Summary
Highlights
This video analyzes Giacomo Leopardi's 'La quiete dopo la tempesta', written between September 17 and 20, 1829, and published in 1831. The poem explores the concept of pleasure derived from the absence of suffering and is complementary to 'Il sabato del villaggio'. It is structured into three stanzas in hendecasyllables and septenarii, centered on happiness as a moment of calm after a storm. The poem divides into a descriptive first part and a reflective second and third part.
The first stanza describes the immediate aftermath of a storm: birds chirping, a hen returning to the road, and the serene sky breaking through from the west. The landscape clears, the river flows clearly, and everyone rejoices as the sounds of work resume. This section uses archaic terms like 'augelli' and 'romore' and alliterations, particularly of the 'r' sound, along with inverted word orders (hyperbaton).
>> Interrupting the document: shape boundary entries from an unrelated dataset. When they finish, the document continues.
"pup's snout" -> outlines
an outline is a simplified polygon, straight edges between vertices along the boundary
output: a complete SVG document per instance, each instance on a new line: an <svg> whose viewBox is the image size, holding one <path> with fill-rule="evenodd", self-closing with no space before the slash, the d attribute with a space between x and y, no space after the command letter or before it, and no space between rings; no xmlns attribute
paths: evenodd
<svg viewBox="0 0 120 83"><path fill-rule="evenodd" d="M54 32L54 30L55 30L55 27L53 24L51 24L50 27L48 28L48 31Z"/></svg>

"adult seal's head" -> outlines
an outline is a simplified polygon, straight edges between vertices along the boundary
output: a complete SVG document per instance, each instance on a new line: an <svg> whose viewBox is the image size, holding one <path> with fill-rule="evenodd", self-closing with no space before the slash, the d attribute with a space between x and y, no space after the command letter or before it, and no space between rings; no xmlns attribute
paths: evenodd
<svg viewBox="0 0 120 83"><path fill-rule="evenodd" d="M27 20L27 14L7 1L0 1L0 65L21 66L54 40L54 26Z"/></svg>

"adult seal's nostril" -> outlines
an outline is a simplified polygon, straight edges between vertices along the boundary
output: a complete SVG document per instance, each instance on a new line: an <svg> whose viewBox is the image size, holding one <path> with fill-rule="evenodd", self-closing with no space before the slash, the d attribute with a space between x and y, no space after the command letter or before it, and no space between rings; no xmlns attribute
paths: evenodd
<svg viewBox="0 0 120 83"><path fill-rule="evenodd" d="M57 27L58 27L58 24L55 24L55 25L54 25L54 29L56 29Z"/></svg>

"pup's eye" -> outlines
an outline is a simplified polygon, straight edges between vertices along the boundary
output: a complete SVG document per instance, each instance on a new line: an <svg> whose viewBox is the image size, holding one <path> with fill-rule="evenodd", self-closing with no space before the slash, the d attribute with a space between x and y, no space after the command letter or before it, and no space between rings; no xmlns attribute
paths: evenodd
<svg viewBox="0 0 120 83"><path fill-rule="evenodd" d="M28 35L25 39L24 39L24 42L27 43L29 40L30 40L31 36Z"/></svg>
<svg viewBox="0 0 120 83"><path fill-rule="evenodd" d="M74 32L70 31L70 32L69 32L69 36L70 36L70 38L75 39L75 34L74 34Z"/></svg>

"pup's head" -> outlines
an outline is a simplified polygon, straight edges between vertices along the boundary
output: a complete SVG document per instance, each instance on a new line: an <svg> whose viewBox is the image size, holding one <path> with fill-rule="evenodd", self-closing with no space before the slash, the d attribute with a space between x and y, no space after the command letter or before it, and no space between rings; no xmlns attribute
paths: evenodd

The artisan appears, singing while admiring the still damp sky. A young woman collects rainwater, and a vendor resumes his daily cry. The sun, personified, returns, illuminating the hills and villas as servants open balconies and terraces. Sounds of distant bells and a creaking cart indicate travelers resuming their journeys. The scene emphasizes sounds and the vastness of space, filtered through the poet's evocative imagination, linking to Leopardi's poetics of the vague and indefinite. Life restarts, and everyone, from animals to people, feels relief.
The poem raises rhetorical questions about when life is most enjoyable: when one studies, works, or undertakes new endeavors, and especially when one forgets their sufferings. Leopardi introduces his famous concept: 'pleasure, child of affliction'. True pleasure is non-existent, merely an illusion born from the fear of past danger. After fearing the worst, even those weary of life fear death, and feeling relief from pain is mistakenly called pleasure. Thus, happiness is not the presence of good but the absence of evil.
Leopardi bitterly and ironically addresses nature, calling it 'courteous' for offering only the cessation of pain as pleasure. He argues that nature generously dispenses suffering, and the brief moments of relief are seen as a miracle. Humanity, 'dear to the gods,' is fortunate if it can sigh with relief after pain and is blessed if death frees it from all sorrow. This aligns with his belief, as seen in the dialogue of Plotinus and Porphyry, that death is the only remedy for all ills. Leopardi highlights nature's cruel and affliction-dispensing role.
Leopardi employs apostrophes and antifrasis ('natura cortese', 'umana prole cara agli eterni') along with numerous enjambments throughout the lyric. The poet sees nature as an enemy, cruel and a dispenser of woes, and pleasure as vain and non-existent. Like 'A Silvia' and 'Le ricordanze', this poem is built on the rhythm of illusion and truth. Despite criticisms regarding the 'unpoetic' nature of the reflective parts, Croce maintains the unity and rhythmic progression across the descriptive first stanza and the more reflective, often anaphoric, and exclamatory second and third stanzas.